The hon. Gentleman asked an important question about how we can ensure that these things are needed. I live in an off-gas-grid area in the middle of my constituency, and most weeks I go home to a flyer through my door suggesting that I apply for a new oil boiler. I do not feel that I am the target audience for these measures, and I have raised repeatedly with my team how we improve the targeting of this valuable sum of money towards those who need it most.
I hope the hon. Gentleman will be pleased to know that, in the latest iteration of ECO, we have increased the level of money that a local authority can spend with its discretion to 25%. We have also increased the level of money spent in rural areas such as those we represent to 15%, so there is now more of a local targeting element. On the hon. Gentleman’s suggestion that local authorities should know who has been approached, I am the least likely person to want to burden our hard-pressed local officials with more reporting requirements on behalf of central Government, but the local relevance of measures, as he said, is incredibly important.
The hon. Gentleman mentioned standards. Any ECO installation must meet building regulations and British installation standards, and insulation measures must have an appropriate lifetime guarantee—even tighter measures than for general installations
The hon. Member for North Ayrshire and Arran (Patricia Gibson) rightly raised the question of renewable heat contracts sold to constituents that had indirect payments associated with them. In June, I introduced an assignment of rights so that people trapped in such contracts can assign them to another party, which should enable them to free up their homes for sale. One of my action points from the debate is to write to her with the details of that scheme to share with her constituents.
I thank the Minister for promising to write to me on that, because it is important to many constituents. Given that we know that HELMS exploited constituents by mis-selling a Government-backed deal and that the Government backed the company, will the UK Government undertake even to consider a review of green deal loans proposed by that company, given the high volume of loans that have a payback period exceeding 20 years?
The hon. Lady is not alone in raising the challenges of mis-selling under the green deal, and I have asked my officials to look at that. The green deal—I was on its Bill Committee—was designed to unlock the issue of persuading people to improve the energy efficiency measures of their homes. Currently, all contracts are covered by existing consumer protection, but as a second action point I undertake to go away and review this specific company and write to her with the state of progress on those conversations.

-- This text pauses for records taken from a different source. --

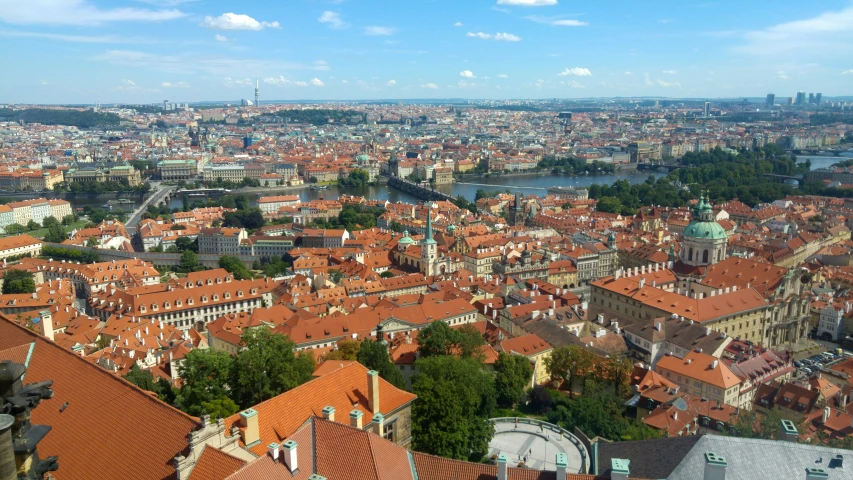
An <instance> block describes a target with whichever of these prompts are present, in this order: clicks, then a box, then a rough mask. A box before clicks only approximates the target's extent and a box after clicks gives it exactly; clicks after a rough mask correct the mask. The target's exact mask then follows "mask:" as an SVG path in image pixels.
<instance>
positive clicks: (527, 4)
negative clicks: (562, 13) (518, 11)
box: [498, 0, 557, 7]
mask: <svg viewBox="0 0 853 480" xmlns="http://www.w3.org/2000/svg"><path fill="white" fill-rule="evenodd" d="M556 4H557V0H498V5H512V6H516V7H547V6H549V5H556Z"/></svg>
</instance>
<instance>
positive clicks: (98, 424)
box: [0, 316, 199, 480]
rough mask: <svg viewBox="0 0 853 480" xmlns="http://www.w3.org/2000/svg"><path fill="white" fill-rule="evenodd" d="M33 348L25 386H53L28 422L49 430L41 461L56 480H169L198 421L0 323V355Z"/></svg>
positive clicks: (184, 413)
mask: <svg viewBox="0 0 853 480" xmlns="http://www.w3.org/2000/svg"><path fill="white" fill-rule="evenodd" d="M31 342H35V343H36V347H35V349H34V351H33V356H32V358H31V360H30V366H29V369H28V370H27V374H26V381H27V383H32V382H40V381H44V380H53V381H54V383H53V390H54V396H53V398H52V399H50V400H47V401H45V402H43V403H42V404H41V406H40V407H39V408H36V409H35V410H34V411H33V416H32V422H33V423H35V424H44V425H50V426H51V427H53V428H52V430H51V431H50V433H48V435H47V436H46V437H45V439H44V440H43V441H42V442H41V443H39V454H40V456H42V457H46V456H49V455H59V468H60V471H59V472H57V473H56V475H55V476H56V478H58V479H60V480H67V479H91V478H95V477H100V478H121V479H127V480H132V479H140V480H150V479H152V478H157V479H167V478H175V469H174V467H173V465H172V459H173V458H174V457H175V455H177V454H178V453H180V452H182V451H183V450H184V449H186V448H187V435H188V434H189V433H190V431H192V430H193V429H194V428H196V426H198V425H199V422H198V419H196V418H194V417H191V416H189V415H187V414H185V413H183V412H181V411H179V410H177V409H175V408H172V407H170V406H169V405H167V404H165V403H163V402H161V401H160V400H158V399H157V398H156V397H153V396H151V395H150V394H148V393H147V392H145V391H143V390H141V389H139V388H137V387H135V386H134V385H133V384H131V383H129V382H127V381H125V380H123V379H121V378H119V377H116V376H115V375H113V374H111V373H109V372H107V371H105V370H103V369H101V368H100V367H98V366H97V365H94V364H91V363H89V362H87V361H86V360H84V359H82V358H80V357H78V356H77V355H74V354H73V353H71V352H69V351H66V350H64V349H63V348H61V347H60V346H59V345H56V344H54V343H53V342H51V341H49V340H46V339H44V338H41V337H39V336H38V335H36V334H35V333H34V332H32V331H30V330H28V329H25V328H23V327H19V326H17V325H15V324H14V323H13V322H11V321H10V320H9V319H7V318H6V317H3V316H0V350H5V349H8V348H12V347H18V346H20V345H23V344H26V343H31ZM65 403H68V406H67V407H66V408H65V409H64V410H62V411H60V408H61V407H62V406H63V405H64V404H65Z"/></svg>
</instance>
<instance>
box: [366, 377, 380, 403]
mask: <svg viewBox="0 0 853 480" xmlns="http://www.w3.org/2000/svg"><path fill="white" fill-rule="evenodd" d="M367 402H368V407H369V409H370V413H379V372H377V371H376V370H370V371H369V372H367Z"/></svg>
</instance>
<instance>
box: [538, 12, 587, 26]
mask: <svg viewBox="0 0 853 480" xmlns="http://www.w3.org/2000/svg"><path fill="white" fill-rule="evenodd" d="M524 18H526V19H528V20H530V21H531V22H536V23H544V24H545V25H554V26H556V27H585V26H587V25H589V23H587V22H582V21H580V20H574V19H571V18H555V17H544V16H542V15H528V16H526V17H524Z"/></svg>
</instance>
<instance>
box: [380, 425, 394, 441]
mask: <svg viewBox="0 0 853 480" xmlns="http://www.w3.org/2000/svg"><path fill="white" fill-rule="evenodd" d="M396 434H397V421H396V420H394V421H392V422H388V423H386V424H385V432H384V433H383V435H382V437H383V438H384V439H385V440H388V441H389V442H394V441H395V438H396V436H397V435H396Z"/></svg>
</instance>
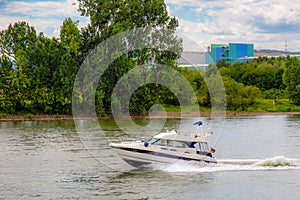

I mentioned the assignment of rights, and both hon. Members have raised the challenge of whether there should not be more trust in the system. We have a question of mis-selling, which I will address in my final remarks, but should households not be able to trust the installer phoning them up to offer what could be a valuable addition to their homes? We conducted a review called “Each Home Counts”, and one of its key recommendations was for an independent, all-encompassing mark of quality for both installation and customer service that consumers can rely on and trust. We will launch a more robust, Government-endorsed quality scheme through TrustMark.